Why is it that I have this date stuck in my head for all eternity? It's not like I didn't know before that day what she had. But there is still something about it.

I remember the day and the feelings that came along with it all too clearly. I was hugely pregnant with Rascal, so to say that I was emotional is an understatement. There was a big conference table, and two sweet women sitting there giving me the results. They had this air about them...as though they knew how horrible it was to hear, and wished they didn't have to say it. They let me cry and handed me tissues. And they told me, in the end, that it wasn't the label that mattered so much.
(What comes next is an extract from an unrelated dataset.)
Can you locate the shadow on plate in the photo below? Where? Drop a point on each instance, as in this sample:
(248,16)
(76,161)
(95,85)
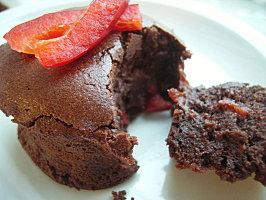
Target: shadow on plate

What mattered was that I knew early on and could get her the help she needed. They told me that they saw a lot of potential in Diva Girl, and that they had high hopes for her.

I wonder if they know how much I needed to hear that. I wonder how much of what they said shaped the decisions we've made for Diva Girl.

I remember feeling, that day, like it was the end of the world.

It wasn't.

My daughter talks to me now. She looks me in the eyes. She says "I love you" again! She is proving those ladies right, every day. She is growing before my very eyes, into such an amazing person. I feel so blessed to be the mother of such a spectacular little girl (even on days like today, when I get so tired of telling her to stop licking the window screen that I'm half tempted to throw her out of it).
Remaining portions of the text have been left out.